The last time my wife and I ate Makoto Ono’s cooking was four years ago at Pidgin, when he nabbed a spot on this list with his gutsy Asian fusion – and she’s still obsessing over his foie gras donburi bowl. After decamping from Gastown, Ono and his own sweetheart, pastry chef Amanda Cheng, kept their gunpowder dry until they landed this spot a few blocks from the beach in Kits. (He’s the Mak; Ming is her Chinese name.)

Vertical bands of light stripe the room’s red-cedar walls. It feels a little like a bird’s nest in here, and we’re eager to be fed. Jars of preserves line high shelves, though only one is labelled. “On Valentine’s Day, somebody wrote ‘LOVE POTION’ on our kombucha mother,” explains sommelier Roger Maniwa. He kicks off the tasting menu with a fizzy cocktail of prosecco, kombucha and shiso syrup that’s deliciously demi-sec.

When Ono was a kid, his parents opened Winnipeg’s first sushi restaurant. At Mak N Ming, his approach feels grown-up in a happy, butter-poached-lobster sort of way. He flips easily between French and Japanese with a buckwheat crepe folded over crunchy matcha-imbued panko and a tumble of foraged bitter greens. On the other half of the plate sits a miroir egg that’s been reformed via canister as a ball of espuma, with aged egg yolk (“not century-old but close”) grated overtop. It’s breakfast-for-dinner somewhere on the Breton coast.

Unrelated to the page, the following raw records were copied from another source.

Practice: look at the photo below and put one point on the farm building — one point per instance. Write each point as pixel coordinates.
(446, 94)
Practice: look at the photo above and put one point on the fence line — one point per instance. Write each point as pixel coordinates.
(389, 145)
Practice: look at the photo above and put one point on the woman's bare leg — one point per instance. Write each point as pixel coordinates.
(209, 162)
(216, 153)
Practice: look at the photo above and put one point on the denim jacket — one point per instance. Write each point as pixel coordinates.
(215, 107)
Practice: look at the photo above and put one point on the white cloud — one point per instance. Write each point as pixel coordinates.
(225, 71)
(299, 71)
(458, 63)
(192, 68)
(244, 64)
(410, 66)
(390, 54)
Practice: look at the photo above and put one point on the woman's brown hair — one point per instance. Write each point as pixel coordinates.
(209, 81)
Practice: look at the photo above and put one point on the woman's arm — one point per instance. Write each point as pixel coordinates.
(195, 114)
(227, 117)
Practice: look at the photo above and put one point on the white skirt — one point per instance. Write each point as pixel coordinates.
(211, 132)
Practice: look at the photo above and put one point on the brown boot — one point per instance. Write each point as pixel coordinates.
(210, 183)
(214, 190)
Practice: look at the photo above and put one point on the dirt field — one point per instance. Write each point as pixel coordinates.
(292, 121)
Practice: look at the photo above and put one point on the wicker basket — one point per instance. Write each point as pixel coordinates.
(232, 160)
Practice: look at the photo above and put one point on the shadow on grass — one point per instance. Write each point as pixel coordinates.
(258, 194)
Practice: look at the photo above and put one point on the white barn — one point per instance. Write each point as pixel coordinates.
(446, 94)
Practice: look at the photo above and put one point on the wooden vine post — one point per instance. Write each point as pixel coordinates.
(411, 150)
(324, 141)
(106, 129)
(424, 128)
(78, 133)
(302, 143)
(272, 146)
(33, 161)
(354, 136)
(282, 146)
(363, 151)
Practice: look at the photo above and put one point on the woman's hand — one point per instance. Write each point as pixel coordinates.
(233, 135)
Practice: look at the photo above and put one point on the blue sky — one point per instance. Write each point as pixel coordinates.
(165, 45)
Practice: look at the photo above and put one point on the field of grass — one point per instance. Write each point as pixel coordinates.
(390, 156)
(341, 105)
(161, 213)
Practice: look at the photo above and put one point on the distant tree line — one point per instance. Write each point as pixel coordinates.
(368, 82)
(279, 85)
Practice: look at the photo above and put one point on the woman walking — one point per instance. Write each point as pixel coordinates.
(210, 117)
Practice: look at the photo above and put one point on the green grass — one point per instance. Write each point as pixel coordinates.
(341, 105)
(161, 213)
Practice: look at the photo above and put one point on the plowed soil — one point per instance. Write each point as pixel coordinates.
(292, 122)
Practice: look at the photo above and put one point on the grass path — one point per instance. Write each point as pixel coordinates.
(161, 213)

Cheng is the closer. What appears to be caramel frosting on her rhubarb tartelette in a poppyseed shell is actually grated brunost cheese from Norway, cooked down to an almost dulce de leche sweetness. Good news: That’s only the pre-dessert. We catch sight of Maniwa delivering two sake kasu parfaits to a neighbouring table, a throwback instant camera strung around his neck. He snaps a birthday keepsake for the happy couple. I want to ask: Do anniversaries count?